Stacy Loughmiller v. Mark Gustafson

CourtIdaho Court of Appeals
DecidedAugust 5, 2016
StatusUnpublished

This text of Stacy Loughmiller v. Mark Gustafson (Stacy Loughmiller v. Mark Gustafson) is published on Counsel Stack Legal Research, covering Idaho Court of Appeals primary law. Counsel Stack provides free access to over 12 million legal documents including statutes, case law, regulations, and constitutions.

Bluebook
Stacy Loughmiller v. Mark Gustafson, (Idaho Ct. App. 2016).

Opinion

IN THE COURT OF APPEALS OF THE STATE OF IDAHO

Docket No. 43779

STACY LOUGHMILLER fka ) 2016 Unpublished Opinion No. 634 GUSTAFSON, ) ) Filed: August 5, 2016 Plaintiff-Appellant, ) ) Stephen W. Kenyon, Clerk v. ) ) THIS IS AN UNPUBLISHED MARK GUSTAFSON, ) OPINION AND SHALL NOT ) BE CITED AS AUTHORITY Defendant-Respondent. ) )

Appeal from the District Court of the Fourth Judicial District, State of Idaho, Ada County. Hon. Gerald F. Schroeder, District Judge. Hon. Terry R. McDaniel, Magistrate.

Order of the district court, on intermediate appeal from the magistrate, affirming judgment for modification of child support, affirmed.

Stacy Loughmiller, Boise, pro se appellant.

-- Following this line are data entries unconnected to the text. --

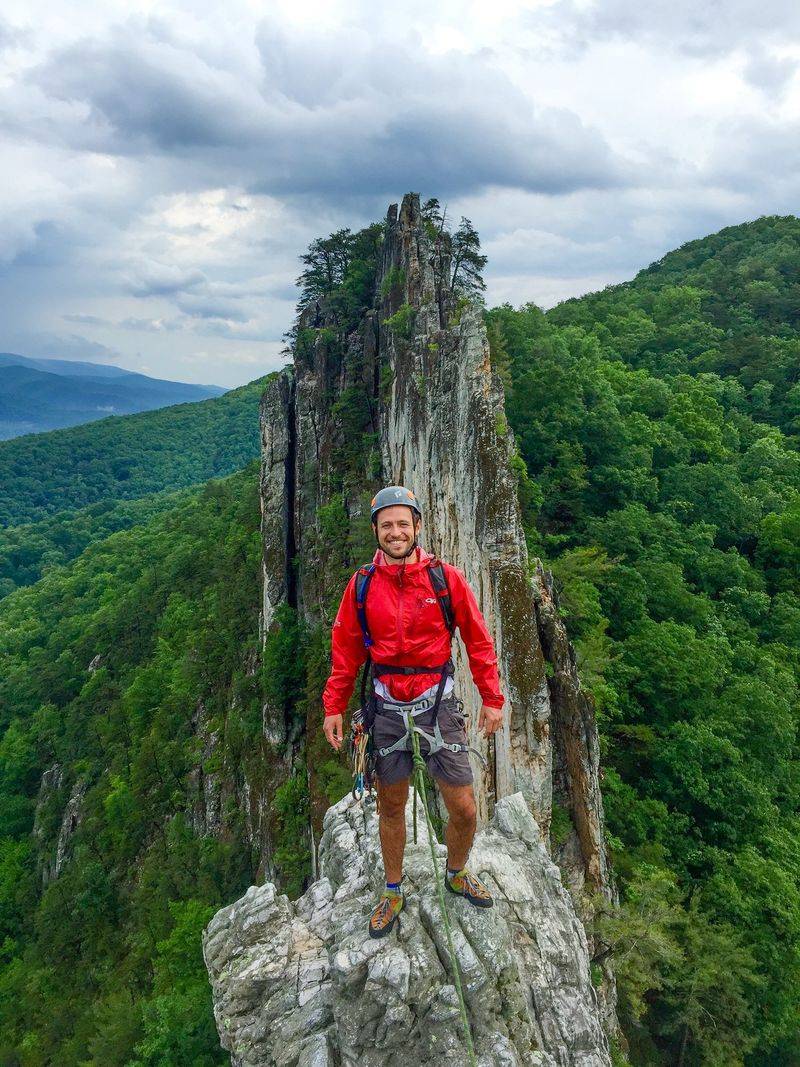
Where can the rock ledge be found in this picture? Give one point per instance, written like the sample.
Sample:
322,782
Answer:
301,984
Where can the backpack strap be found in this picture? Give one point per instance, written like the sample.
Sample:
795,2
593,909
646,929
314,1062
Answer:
363,578
438,582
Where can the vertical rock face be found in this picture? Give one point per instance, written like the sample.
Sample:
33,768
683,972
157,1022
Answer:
431,416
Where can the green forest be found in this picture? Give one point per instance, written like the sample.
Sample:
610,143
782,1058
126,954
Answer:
100,662
126,457
657,425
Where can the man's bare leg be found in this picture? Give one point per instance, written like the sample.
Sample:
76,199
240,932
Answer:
392,826
460,803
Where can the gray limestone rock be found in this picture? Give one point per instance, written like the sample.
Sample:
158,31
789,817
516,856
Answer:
303,984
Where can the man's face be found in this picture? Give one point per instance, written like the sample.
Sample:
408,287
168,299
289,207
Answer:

Cosho, Humphrey, LLP; Mackenzie E. Whatcott, Boise, for respondent. ________________________________________________

MELANSON, Chief Judge Stacy Loughmiller, fka Gustafson, appeals from the district court’s order affirming the magistrate’s judgment for modification of child support. For the reasons stated below, we affirm. I. FACTS AND PROCEDURE Stacy and Mark Gustafson were divorced in 2009. Mark and Stacy had two children and were awarded joint physical and legal custody. The judgment and decree of divorce ordered Mark to pay child support in the amount of $385 per month. Mark also agreed to pay Stacy monthly payments of $2,844 until 2019 as part of the property settlement. Mark also agreed to

1 pay alimony in 2010, 2011, and 2012. The parties agreed that, in 2013, child support would be renegotiated. The parties were unable to reach an agreement about the amount of child support and Stacy filed a motion to modify the child support. The magistrate held a hearing on Stacy’s motion. The parties stipulated that, for purposes of child support calculations at the time of the hearing, Mark’s income was $550,000 and Stacy’s was $38,000. As a result, Mark was ordered to pay $1,726 per month in child support, 100 percent of health care costs and out-of-pocket health care costs, and 94 percent of extracurricular expenses. Stacy appealed and the district court affirmed the magistrate’s order. Stacy again appeals. II. STANDARD OF REVIEW For an appeal from the district court, sitting in its appellate capacity over a case from the magistrate division, this Court’s standard of review is the same as expressed by the Idaho Supreme Court. The Supreme Court reviews the magistrate record to determine whether there is substantial and competent evidence to support the magistrate’s findings of fact and whether the magistrate’s conclusions of law follow from those findings. Pelayo v. Pelayo, 154 Idaho 855, 858-59, 303 P.3d 214, 217-18 (2013). If those findings are so supported and the conclusions follow therefrom, and if the district court affirmed the magistrate’s decision, we affirm the district court’s decision as a matter of procedure. Id. Thus, the appellate courts do not review the decision of the magistrate. Bailey v. Bailey, 153 Idaho 526, 529, 284 P.3d 970, 973 (2012). Rather, we are procedurally bound to affirm or reverse the decision of the district court. Id. Modification of child support is within the sound discretion of the trial court and will not be altered on appeal unless there is a manifest abuse of discretion. Margairaz v. Siegel, 137 Idaho 556, 558, 50 P.3d 1051, 1053 (Ct. App. 2002). When a trial court’s discretionary decision is reviewed on appeal, the appellate court conducts a multi-tiered inquiry to determine: (1) whether the lower court correctly perceived the issue as one of discretion; (2) whether the lower court acted within the boundaries of such discretion and consistently with any legal standards applicable to the specific choices before it; and (3) whether the court reached its decision by an exercise of reason. Sun Valley Shopping Ctr., Inc. v. Idaho Power Co., 119 Idaho 87, 94, 803 P.2d 993, 1000 (1991).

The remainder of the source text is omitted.